Contrast this to the Community Server license agreement 2.0 which states…
3g. Distribution. You may not distribute this product, or any portion thereof, or any derived work thereof, to anyone outside your organization. You are not allowed to combine or distribute the Software with other software that is licensed under terms that seek to require that the Software (or any intellectual propertyin it) be provided in source code form, licensed to others to allow the creation or distribution of derivative works, or distributed without charge.
For many people, the terms of the Community Server license might not be a problem. They are not terribly restrictive. If you plan to use Community Server under the community license your only requirement is to display the Powered By Community Server logo on every page of the site that uses Community Server.
However for many others, these terms are restrictive enough.
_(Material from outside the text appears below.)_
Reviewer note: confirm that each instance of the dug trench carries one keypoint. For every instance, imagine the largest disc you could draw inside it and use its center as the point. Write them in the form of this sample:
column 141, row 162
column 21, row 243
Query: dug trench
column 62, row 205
For example, suppose you don’t like the way development is progressing on Community Server. You cannot fork the code base and start a new project based on the source code. Although a fork may seem like a bad thing, Karl Fogel points out in his book “Producing Open Source Software - How to Run a Successful Free Software Project that the threat of a fork is what keeps the leader(s) of an open source project from being tyrannical. It is this threat of a fork that motivates and requires open source projects to be well run.
Not every open source license is created equal as I pointed out in my guide to Open Source Software Licensing. For example, under the BSD license in which Subtext is licensed, you and I are free to create a commercial derivative version of Subtext and keep your changes to the code closed source and proprietary. That’s right. If you wanted to (and had the ability to), you could package up the Subtext source code in its entirety and start selling it as a packaged product.
Note that you can’t turn around and claim that you have the copyright to the Subtext code. You would only have copyright to your changes to the code. Pretty much the only restriction is that the original license must be retained with with the code, but it does not have to be publicly visible in your site (such as in an about box).
In contrast, with a GPL Licensed project, you could start selling it, but you couldn’t keep your changes closed source without violating the terms of the license.
In the end, I think we need to agree on a term for unique products such as Community Server in which the source code is freely available, but does not fit the definition of an open source product. I suggest the term Source Available.
Please do not misconstrue this as an attack on Community Server or its licensing. I have met both Scott Watermasysk and Rob Howard and they are both very smart and capable leaders of a strong company. Community Server is a great product and deserves the recognition it gets. I am not a zealot and have no beef with closed source products. Certainly my livelihood depends on many such products.
At the same time, I am passionate about Open Source software and it is important to me to help keep the distinctions clear and educate others on what open source software is and the value it provides.